Similarly, several states have amended their stamp acts in such a way that they are able to collect stamp duty not only on the value of the immovable properties being transferred but also on the entire consideration (cash paid or shares issued) of the scheme of merger or amalgamation.
Stamp Duty in Tamil Nadu state
The Tamil Nadu Government issued a circular in 2018 that “in view of the judgement of the Hon’ble Supreme Court in “Hindustan Lever Vs State of Maharashtra ,”, the scheme of arrangement of merger, amalgamation or reconstruction approved under the Companies Act 2013 would fall within the definition of “conveyance” and that such court orders upon being presented for registration become leviable with stamp duty”.( The Inspector General of Registration, State of Tamil Nadu, Circular No.49282/P1/2018 dated 20.11.2018.)
Subsequently, the Govt issued a G.O. in 2019, (G.O.(Ms.) No.29 dated 01.03.2019) that such instruments were to be stamped at a reduced rate of 2% of the market value of the properties being transferred or at 0.6% of the aggregate value of the shares issued consequent to the merger/amalgamation which is treated as consideration. In a separate notification, the government also stipulated a registration fee of Rs 30,000 for registration of such instruments.
Later, the government issued another notification (G.O.(Ms.) No.47 dated 19.02.2020) which gave retrospective effect to the above notification on levy of stamp duty, as w.e.f. 01-04-1956.

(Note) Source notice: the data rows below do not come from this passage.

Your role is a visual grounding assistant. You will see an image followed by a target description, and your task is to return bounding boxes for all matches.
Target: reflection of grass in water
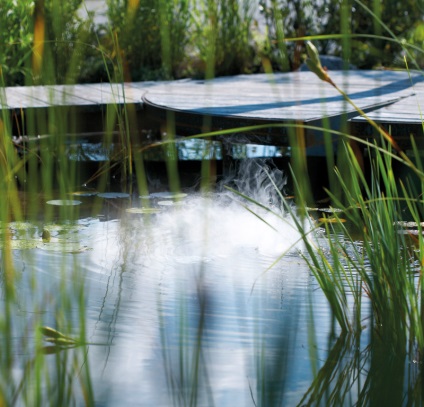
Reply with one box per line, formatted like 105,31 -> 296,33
0,1 -> 424,406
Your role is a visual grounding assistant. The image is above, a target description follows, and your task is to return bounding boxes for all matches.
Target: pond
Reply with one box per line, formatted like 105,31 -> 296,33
1,142 -> 419,406
3,147 -> 344,406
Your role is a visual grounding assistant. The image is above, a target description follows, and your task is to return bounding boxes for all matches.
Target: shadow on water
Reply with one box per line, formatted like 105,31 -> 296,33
4,139 -> 422,406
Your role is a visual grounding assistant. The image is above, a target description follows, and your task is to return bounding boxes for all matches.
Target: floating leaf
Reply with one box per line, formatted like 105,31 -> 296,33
38,326 -> 67,338
37,241 -> 90,253
158,201 -> 183,206
97,192 -> 130,199
41,229 -> 51,242
9,222 -> 35,230
150,192 -> 187,199
125,208 -> 161,214
70,191 -> 98,196
47,199 -> 82,206
10,239 -> 40,250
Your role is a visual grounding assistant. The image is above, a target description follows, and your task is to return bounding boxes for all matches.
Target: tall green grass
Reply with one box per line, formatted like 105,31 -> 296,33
0,0 -> 424,406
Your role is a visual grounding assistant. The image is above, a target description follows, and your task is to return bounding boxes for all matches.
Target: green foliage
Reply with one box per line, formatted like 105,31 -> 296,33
0,0 -> 34,84
188,0 -> 255,77
260,0 -> 424,69
101,0 -> 191,81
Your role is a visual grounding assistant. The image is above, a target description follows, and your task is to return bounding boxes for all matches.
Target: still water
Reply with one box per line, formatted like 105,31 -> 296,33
7,165 -> 338,406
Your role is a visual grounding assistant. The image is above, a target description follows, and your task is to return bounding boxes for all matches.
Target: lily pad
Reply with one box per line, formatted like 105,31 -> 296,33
9,222 -> 35,230
37,241 -> 90,253
10,239 -> 40,250
158,201 -> 183,206
150,192 -> 187,199
97,192 -> 130,199
125,208 -> 161,214
47,199 -> 82,206
70,191 -> 98,196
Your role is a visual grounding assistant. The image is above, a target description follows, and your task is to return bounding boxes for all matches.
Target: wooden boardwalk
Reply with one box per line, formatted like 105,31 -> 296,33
0,70 -> 424,154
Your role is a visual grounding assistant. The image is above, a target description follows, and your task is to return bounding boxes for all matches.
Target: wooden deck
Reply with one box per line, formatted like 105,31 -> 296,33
0,71 -> 424,155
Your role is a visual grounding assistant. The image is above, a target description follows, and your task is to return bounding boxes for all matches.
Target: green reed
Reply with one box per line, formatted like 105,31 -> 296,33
0,0 -> 424,406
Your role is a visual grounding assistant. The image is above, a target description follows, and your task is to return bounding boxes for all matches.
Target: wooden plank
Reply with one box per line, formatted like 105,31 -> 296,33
144,71 -> 421,122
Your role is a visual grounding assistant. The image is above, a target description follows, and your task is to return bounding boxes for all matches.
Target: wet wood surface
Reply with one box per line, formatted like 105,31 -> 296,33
0,70 -> 424,149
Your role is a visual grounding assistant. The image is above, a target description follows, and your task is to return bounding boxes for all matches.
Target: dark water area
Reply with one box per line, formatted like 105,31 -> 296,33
4,139 -> 420,406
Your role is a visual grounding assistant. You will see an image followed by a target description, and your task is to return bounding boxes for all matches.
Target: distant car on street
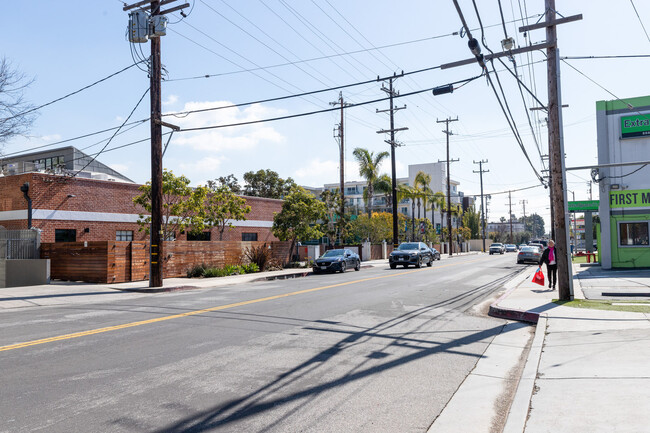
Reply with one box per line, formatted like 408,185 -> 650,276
388,242 -> 433,269
429,248 -> 440,260
313,248 -> 361,274
517,245 -> 542,264
490,243 -> 506,255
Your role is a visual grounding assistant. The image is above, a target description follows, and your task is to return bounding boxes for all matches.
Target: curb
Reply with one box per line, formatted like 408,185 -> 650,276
502,315 -> 547,433
488,272 -> 539,324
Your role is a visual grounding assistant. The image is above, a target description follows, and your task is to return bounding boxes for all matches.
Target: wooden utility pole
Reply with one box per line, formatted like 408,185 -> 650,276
330,92 -> 350,226
122,0 -> 189,287
436,116 -> 460,257
473,159 -> 490,252
519,200 -> 528,232
508,191 -> 512,243
370,73 -> 408,248
149,1 -> 164,287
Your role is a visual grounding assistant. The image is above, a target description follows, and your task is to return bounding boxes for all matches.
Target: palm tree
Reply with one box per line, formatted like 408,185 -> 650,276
352,147 -> 390,218
397,184 -> 420,240
425,191 -> 445,233
374,174 -> 393,212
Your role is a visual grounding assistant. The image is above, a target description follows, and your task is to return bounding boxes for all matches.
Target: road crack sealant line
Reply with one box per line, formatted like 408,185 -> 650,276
488,268 -> 539,324
0,259 -> 485,352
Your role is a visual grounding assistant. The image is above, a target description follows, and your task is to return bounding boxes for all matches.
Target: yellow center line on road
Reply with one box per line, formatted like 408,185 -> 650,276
0,259 -> 481,352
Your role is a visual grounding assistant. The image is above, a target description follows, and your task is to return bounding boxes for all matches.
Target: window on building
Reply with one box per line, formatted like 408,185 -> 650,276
115,230 -> 133,242
618,221 -> 649,247
54,229 -> 77,242
187,232 -> 210,241
33,155 -> 65,170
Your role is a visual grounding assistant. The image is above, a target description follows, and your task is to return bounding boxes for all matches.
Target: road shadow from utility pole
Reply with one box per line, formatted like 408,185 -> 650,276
147,271 -> 518,433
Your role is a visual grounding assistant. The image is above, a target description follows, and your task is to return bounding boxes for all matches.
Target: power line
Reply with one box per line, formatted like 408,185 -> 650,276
3,63 -> 144,121
179,75 -> 482,132
72,87 -> 149,177
630,0 -> 650,42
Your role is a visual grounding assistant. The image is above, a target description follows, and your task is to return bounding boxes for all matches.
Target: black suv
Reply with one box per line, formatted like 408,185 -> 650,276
388,242 -> 433,269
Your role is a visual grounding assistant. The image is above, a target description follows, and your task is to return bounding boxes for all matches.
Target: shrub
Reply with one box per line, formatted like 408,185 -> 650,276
187,263 -> 208,278
244,244 -> 272,271
242,263 -> 260,274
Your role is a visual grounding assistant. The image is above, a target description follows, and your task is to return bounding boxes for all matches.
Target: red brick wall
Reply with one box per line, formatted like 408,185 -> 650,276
0,173 -> 282,242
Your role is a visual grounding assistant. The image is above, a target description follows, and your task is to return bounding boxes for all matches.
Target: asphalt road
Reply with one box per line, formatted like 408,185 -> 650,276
0,254 -> 521,432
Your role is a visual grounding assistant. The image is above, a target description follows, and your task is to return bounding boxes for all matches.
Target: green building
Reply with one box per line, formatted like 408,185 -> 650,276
595,96 -> 650,269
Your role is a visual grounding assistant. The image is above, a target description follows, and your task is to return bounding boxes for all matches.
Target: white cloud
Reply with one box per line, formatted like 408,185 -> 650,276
179,156 -> 224,177
41,134 -> 61,141
170,101 -> 285,153
108,163 -> 129,173
162,95 -> 178,107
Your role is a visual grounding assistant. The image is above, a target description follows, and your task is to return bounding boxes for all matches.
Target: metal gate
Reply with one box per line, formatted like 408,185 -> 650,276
0,229 -> 40,260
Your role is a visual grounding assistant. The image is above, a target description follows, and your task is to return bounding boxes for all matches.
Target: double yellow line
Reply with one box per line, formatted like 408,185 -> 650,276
0,260 -> 478,352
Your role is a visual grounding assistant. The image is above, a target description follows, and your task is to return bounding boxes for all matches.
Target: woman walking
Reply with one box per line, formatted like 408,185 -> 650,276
539,239 -> 557,289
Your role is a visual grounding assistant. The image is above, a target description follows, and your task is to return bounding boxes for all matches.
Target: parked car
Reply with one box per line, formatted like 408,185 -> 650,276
429,248 -> 440,260
490,243 -> 506,255
517,246 -> 542,263
313,248 -> 361,274
388,242 -> 433,269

It, therefore, follows that all the mergers and amalgamations and reconstructions that took place from 01-04-1956 onwards are liable to be stamped. However, if the property is situated outside the state, the same will not attract any registration or stamp duty in Tamil Nadu.
However, the High Court of Madras, in its judgement in the matter of “State of Tamil Nadu Vs M/s. Serene Estate Private Limited” dated 19 February, 2024 held that the second part i.e., the part of 0.6% duty on the aggregate value of the shares was not valid on the ground that the same could be levied only under legislative sanction and not through abovementioned executive orders and therefore the same stands struck down. As a result, the current status with regard to the stamp duty in the state of Tamil Nadu is 2% on the market value of the properties being transferred which are situated within the state.
Conclusion
In view of the foregoing, it is now well settled that the orders of merger or amalgamation, wherever immovable properties are involved, need to be presented to the Registration department for registration and the prescribed stamp duty has to be paid on the same as per the rates in force in the respective states. That would complete the process of mergers or amalgamations in India.